My DH didn't quite grasp how much more work was needed when our first little was born and kept on with the status quo- me doing the dishes and laundry and housekeeping etc.

It was not a nice conversation that we had but
I pretty much told him flat out not to make me chase him down for support and to quickly get on the bus to adulthood and look around him at what the needs of the house were. No matter how he felt about it, the work needed doing and his feelings were a separate issue from that.

It was some work, for months he came kicking and whining but honestly with a new baby and a slowly recovering body I had no time to help him grow up so that he would be supportive of his family.

We had to separate the emotional stuff from the practical needs so there want the opportunity for passive aggressive not doing what needs to be done because I'm feeling neglected weirdness.
That went for both of us. Because I was certainly guilty of that too.

So, jerk a knot in his ass about participating in the household/baby jobs, and then talk about how fatherhood is affecting his emotions and love him up.
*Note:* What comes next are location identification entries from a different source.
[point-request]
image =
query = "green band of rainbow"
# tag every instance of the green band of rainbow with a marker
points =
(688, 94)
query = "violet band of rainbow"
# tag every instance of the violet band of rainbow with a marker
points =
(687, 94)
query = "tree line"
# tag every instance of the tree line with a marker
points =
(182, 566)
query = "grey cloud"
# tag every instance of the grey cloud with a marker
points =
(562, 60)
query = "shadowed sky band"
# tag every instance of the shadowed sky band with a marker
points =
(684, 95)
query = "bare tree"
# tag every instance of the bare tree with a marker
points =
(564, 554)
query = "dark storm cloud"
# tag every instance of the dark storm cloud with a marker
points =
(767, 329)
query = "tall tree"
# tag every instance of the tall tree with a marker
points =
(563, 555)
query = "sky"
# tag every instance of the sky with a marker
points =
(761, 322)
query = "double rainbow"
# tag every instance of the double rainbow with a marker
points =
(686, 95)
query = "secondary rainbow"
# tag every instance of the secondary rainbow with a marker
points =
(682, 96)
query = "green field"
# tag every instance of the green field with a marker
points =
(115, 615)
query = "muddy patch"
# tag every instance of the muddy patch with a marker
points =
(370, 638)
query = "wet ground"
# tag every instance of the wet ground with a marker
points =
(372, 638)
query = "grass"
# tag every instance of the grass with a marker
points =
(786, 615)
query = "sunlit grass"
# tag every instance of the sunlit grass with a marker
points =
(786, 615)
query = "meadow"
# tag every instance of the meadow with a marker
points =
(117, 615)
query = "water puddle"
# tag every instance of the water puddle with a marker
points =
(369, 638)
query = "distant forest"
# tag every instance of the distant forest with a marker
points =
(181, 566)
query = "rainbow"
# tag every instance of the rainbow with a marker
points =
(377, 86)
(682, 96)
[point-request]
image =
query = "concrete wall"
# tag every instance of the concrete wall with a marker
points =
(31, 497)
It's work for sure but at least you'd be having the conversation as adults.
And for me it's much easier to hear and support what he is going through when it's not making more work (and therefore, resentment) for me.
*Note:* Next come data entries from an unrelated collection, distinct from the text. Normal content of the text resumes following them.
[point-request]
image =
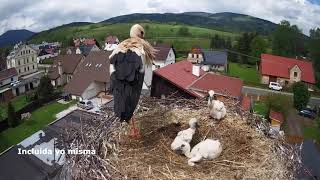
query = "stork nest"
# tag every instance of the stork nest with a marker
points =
(247, 151)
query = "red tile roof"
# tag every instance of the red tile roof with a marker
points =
(277, 116)
(89, 42)
(8, 73)
(163, 51)
(280, 66)
(180, 74)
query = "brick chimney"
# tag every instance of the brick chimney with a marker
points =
(60, 68)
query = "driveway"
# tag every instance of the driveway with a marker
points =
(262, 92)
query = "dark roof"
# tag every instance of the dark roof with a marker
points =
(163, 51)
(180, 75)
(16, 167)
(112, 40)
(95, 67)
(214, 57)
(222, 85)
(86, 49)
(69, 64)
(8, 73)
(280, 66)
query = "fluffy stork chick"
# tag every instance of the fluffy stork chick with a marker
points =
(216, 107)
(208, 149)
(127, 68)
(185, 136)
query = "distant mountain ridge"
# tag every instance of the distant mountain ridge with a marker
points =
(14, 36)
(226, 21)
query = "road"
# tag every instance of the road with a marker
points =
(260, 92)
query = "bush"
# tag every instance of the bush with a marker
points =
(301, 95)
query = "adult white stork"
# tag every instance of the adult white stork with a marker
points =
(127, 68)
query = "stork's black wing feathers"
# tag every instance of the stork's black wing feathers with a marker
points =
(126, 83)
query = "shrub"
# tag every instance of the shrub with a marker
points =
(301, 95)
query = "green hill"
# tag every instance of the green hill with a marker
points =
(163, 33)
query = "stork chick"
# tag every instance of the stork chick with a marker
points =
(185, 136)
(216, 107)
(208, 149)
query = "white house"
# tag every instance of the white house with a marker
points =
(111, 42)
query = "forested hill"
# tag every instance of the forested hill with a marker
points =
(226, 21)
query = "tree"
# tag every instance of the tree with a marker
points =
(45, 90)
(12, 117)
(301, 95)
(244, 45)
(288, 40)
(314, 49)
(257, 46)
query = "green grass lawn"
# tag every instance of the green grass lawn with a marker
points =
(18, 103)
(39, 118)
(310, 132)
(260, 108)
(247, 73)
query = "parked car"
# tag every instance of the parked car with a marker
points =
(275, 86)
(307, 112)
(14, 83)
(85, 104)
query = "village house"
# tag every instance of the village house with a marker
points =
(210, 60)
(7, 76)
(165, 55)
(276, 119)
(91, 77)
(111, 42)
(63, 68)
(285, 70)
(46, 50)
(23, 58)
(190, 81)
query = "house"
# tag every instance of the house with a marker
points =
(111, 42)
(215, 61)
(86, 49)
(285, 70)
(91, 77)
(46, 162)
(63, 68)
(190, 81)
(24, 59)
(210, 60)
(276, 119)
(6, 77)
(165, 55)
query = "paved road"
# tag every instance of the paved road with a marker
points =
(259, 91)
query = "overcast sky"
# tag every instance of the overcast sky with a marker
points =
(38, 15)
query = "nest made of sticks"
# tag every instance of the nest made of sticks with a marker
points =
(247, 151)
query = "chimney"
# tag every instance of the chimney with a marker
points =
(196, 70)
(60, 69)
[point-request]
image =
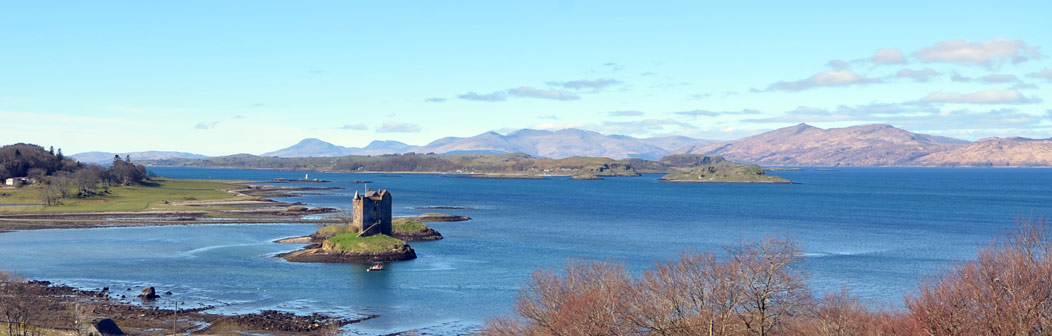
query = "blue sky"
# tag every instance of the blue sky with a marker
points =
(225, 77)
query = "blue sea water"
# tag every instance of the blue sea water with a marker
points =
(878, 231)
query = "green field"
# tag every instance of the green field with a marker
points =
(124, 198)
(375, 243)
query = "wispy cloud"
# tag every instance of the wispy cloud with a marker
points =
(698, 113)
(585, 83)
(888, 56)
(625, 113)
(867, 113)
(497, 96)
(917, 75)
(837, 64)
(957, 78)
(824, 79)
(983, 97)
(393, 126)
(643, 126)
(206, 125)
(1045, 74)
(984, 54)
(999, 78)
(357, 126)
(528, 92)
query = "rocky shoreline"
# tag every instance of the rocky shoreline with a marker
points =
(56, 301)
(218, 212)
(320, 253)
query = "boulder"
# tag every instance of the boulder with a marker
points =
(148, 293)
(105, 327)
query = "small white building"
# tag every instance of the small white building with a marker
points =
(18, 181)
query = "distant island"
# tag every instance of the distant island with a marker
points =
(371, 234)
(797, 145)
(715, 170)
(478, 165)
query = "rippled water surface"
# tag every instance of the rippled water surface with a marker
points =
(877, 230)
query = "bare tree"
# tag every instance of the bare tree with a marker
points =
(588, 299)
(1006, 291)
(772, 293)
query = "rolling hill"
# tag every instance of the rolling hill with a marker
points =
(803, 144)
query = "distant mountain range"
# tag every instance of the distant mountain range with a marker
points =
(106, 157)
(802, 144)
(875, 145)
(316, 147)
(541, 143)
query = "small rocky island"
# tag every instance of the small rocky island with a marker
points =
(371, 236)
(717, 170)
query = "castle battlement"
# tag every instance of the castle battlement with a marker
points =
(372, 213)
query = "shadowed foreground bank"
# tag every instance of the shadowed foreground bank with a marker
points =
(757, 291)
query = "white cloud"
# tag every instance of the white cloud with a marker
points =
(497, 96)
(393, 126)
(625, 113)
(985, 54)
(584, 83)
(917, 75)
(888, 56)
(543, 94)
(206, 125)
(357, 126)
(698, 113)
(999, 78)
(1045, 74)
(642, 127)
(824, 79)
(837, 64)
(983, 97)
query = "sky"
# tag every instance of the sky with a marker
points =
(227, 77)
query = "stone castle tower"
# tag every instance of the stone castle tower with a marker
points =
(372, 213)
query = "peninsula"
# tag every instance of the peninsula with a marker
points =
(481, 165)
(716, 170)
(371, 236)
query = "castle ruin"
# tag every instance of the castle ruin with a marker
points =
(372, 213)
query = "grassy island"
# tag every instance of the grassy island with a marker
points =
(157, 194)
(347, 246)
(350, 242)
(715, 170)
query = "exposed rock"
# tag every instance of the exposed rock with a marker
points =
(105, 327)
(994, 152)
(422, 235)
(440, 217)
(148, 293)
(803, 144)
(319, 253)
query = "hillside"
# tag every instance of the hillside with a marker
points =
(477, 164)
(803, 144)
(26, 159)
(563, 143)
(554, 144)
(994, 152)
(316, 147)
(716, 170)
(106, 157)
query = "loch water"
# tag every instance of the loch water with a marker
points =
(879, 231)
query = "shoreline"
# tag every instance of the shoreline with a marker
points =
(138, 318)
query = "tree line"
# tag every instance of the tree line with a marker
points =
(757, 291)
(59, 177)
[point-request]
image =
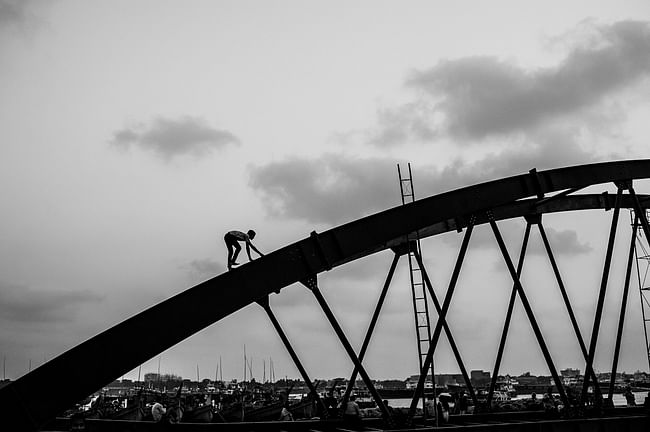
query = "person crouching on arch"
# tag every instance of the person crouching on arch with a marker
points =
(232, 239)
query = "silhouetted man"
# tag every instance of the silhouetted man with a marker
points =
(232, 239)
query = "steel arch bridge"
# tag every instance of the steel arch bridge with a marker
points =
(527, 195)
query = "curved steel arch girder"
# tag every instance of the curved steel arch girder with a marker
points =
(99, 360)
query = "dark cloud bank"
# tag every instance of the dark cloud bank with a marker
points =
(538, 114)
(476, 97)
(170, 138)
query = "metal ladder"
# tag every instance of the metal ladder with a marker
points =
(418, 288)
(642, 255)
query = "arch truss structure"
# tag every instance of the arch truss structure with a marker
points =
(112, 353)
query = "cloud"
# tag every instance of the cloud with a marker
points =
(472, 98)
(19, 303)
(204, 268)
(329, 189)
(563, 242)
(334, 188)
(169, 138)
(20, 15)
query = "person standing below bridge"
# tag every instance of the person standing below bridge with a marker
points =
(232, 239)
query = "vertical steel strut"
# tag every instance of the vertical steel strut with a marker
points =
(312, 284)
(371, 327)
(565, 297)
(264, 302)
(442, 312)
(642, 215)
(621, 318)
(506, 324)
(639, 211)
(601, 296)
(529, 311)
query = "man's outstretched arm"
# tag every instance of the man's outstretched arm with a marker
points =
(250, 245)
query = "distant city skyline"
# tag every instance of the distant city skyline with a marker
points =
(135, 134)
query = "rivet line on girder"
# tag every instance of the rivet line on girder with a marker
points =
(537, 184)
(319, 250)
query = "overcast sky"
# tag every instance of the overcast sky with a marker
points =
(134, 134)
Now with #3 we have a pretty good system of work share figured out. And we can talk freely about emotional stuff without the baggage of having to talk about chore divisions too. So much cleaner.
post #6 of 7

harmonious-- hugs. i'm sorry it's so stressful. you've gotten so much wonderful input from other mamas. we are baby no. 2 and when we had our first it was such a huge transition. i have always handled the night solo too- and that means it's easy for me to feel tired and testy to feel like i'm doing it all. focusing on stating needs without drama is helpful. and it is a huge transition for hubs even if he's not doing as you wish...everything has changed. your focus isn't on him, or on you as a couple etc. for when he doesn't say bye, i'd ask him to directly telling him you miss him and want more interaction--if that's what it is. lay it on the line. i also agree that having mom in the house has good and bad. they can get away with doing less because you have so much help. but sometimes, it's not good for them either. it's definitely something that could be talked about...

 

our transition this time is smoother in many ways because i knew what didn't work well last time. and addressed those. we have a loaded adjustment of helping our 2.5 yr old adjust as well, so it makes it different. instead of me feeling i am carrying a lot of the load i see how my husband is carrying more this time because he is helping our little guy as i take care of our little girl. anyways, just know this point of stress and fatigue will come to an end, but it takes a while. focus on needs, keep it simple. and hugs to both of you!!!

post #7 of 7
Thread Starter 
Ladies thanks so much for sharing your experiences. DH and I talked a bit last night and I've realized as well that my mother is not completely blameless in this situation. She's been so helpful to me but actually not in a way that was supportive and inclusive of DH and I didn't see his side of it at all since I was in the thick of just needing help and not seeing what was going on when both if them were interacting away from me. My mom left today and his just arrived, so I imagine things will change, and hopefully for the better for all of us.